Remote Control: Effectively Managing Offsite Employees
If an employee is working somewhere besides the office where the manager works, are you confident that they have the support and resources to work effectively? According to recent Paychex research, they may not have what they need. In fact, the 2017 Pulse of HR survey found that only a third of HR professionals felt their organization is very effective at addressing the needs of remote workers. Respondents specifically identified the challenges of managing and overseeing work, as well as assimilating these remote workers into the work culture and environment. So while having remote workers can broaden the scope of what companies can achieve, HR teams should also look for ways to support managers in managing remote workers in a way that they are delivering maximum productivity and efficiency. You can help set remote workers up for success by:
Starting with the "must-haves." Certain key elements must be in place before getting your remote workforce up to speed. First, you may want to create a work-from-home policy and specific procedures outlining the remote working arrangement, such as hours of availability, frequency of communications, etc. Availability can be a critical factor in situations where the remote employee is located in a different time zone or travels frequently.
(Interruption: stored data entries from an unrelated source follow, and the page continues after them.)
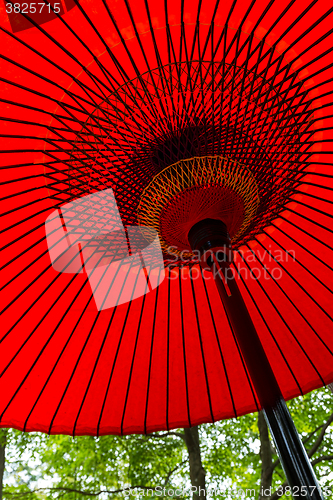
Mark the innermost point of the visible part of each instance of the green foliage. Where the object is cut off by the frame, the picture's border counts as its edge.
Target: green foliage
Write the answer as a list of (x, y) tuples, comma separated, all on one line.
[(230, 453)]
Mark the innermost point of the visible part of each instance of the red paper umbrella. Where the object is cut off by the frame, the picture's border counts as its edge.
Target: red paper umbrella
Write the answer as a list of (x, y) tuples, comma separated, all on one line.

Next, companies must contend with the challenges presented by remote workers and data security. There may be risk of remote employees logging into your network through an unsecured source and downloading sensitive data that may be lost or stolen. As a precautionary measure, work with your IT department to design best-practice security measures for off-site workers, establish policies they must agree to follow, and implement security software and services that minimize the risk of a data breach.
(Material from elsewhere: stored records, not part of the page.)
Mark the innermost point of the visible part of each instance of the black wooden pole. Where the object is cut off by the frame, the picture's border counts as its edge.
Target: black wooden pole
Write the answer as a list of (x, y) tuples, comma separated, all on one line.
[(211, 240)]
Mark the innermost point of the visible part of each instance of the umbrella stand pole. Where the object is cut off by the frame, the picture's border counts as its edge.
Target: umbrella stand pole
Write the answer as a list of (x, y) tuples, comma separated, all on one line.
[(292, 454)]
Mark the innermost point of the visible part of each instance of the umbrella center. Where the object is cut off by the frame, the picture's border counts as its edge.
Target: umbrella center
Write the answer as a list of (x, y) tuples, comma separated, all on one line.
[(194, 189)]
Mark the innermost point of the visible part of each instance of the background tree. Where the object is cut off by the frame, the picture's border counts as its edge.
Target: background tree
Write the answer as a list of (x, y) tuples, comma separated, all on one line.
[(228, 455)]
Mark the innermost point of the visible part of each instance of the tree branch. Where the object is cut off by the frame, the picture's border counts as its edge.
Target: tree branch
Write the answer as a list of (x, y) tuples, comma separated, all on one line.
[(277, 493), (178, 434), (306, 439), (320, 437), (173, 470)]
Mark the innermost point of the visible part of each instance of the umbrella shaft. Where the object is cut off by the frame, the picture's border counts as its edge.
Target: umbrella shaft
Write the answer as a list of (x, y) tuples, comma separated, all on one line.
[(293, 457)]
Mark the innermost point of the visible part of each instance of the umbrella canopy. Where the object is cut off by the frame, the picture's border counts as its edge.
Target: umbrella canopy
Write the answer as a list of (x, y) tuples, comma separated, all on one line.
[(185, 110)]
Onboarding your remote employees. Much like with onsite employees, offering a thorough orientation and onboarding experience can help you manage remote employees more effectively in the long run. Using digital technology, you can provide these workers with videos, webinars, and other resources to learn more about your company, including its history, culture, and policies, as well as virtual tours of the workplace and introducing them to onsite co-workers.
You may even want to schedule 15- to 30-minute "get-to-know-you" phone conversations with appropriate team members. These calls can "foster collaboration and take some of the pressure off the manager to be the exclusive contact person."
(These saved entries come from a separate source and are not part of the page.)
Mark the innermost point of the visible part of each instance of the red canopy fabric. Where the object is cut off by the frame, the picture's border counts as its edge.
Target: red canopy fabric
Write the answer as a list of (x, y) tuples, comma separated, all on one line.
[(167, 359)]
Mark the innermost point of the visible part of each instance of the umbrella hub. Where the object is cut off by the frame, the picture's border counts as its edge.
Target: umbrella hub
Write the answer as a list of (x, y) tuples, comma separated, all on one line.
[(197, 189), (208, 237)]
Clarifying and communicating your expectations. Since remote workers lack daily face-to-face in-person contact with managers, it's critical that they understand what's expected of them while on their own. Early on, set specific goals for the work you expect them to produce, along with agreed-upon deadlines and other dates related to anticipated deliverables. Provide appropriate in-house points of contact as well. The key is communicating as much as possible via chat, email, Skype, phone – whatever technological resource is considered the most effective for maintaining close contact. A key element of proper management is ensuring that the remote worker doesn't feel cut off or isolated from the business.
Keeping track of progress. There's a variety of software offering automated options for keeping track of the work remote employees do. In addition, you can request that these workers provide either daily or weekly updates, and encourage them to ask questions or report any obstacles they encounter along the way.
As time goes on, you can develop processes that can be replicated by future remote workers, thus minimizing errors in workflow. When members of the team "consistently document steps and notes for any recurring work they do," says Emily Morgan at Huffington Post, others on your team "can easily hop in and cover one another without missing a beat."
Ultimately, your remote workforce should be managed and provided with resources in much the same way as your onsite employees. Being "out of sight" shouldn't mean "out of mind" as far as remote employees go. As with on-site employees, when managed effectively, your remote employees can be extremely productive.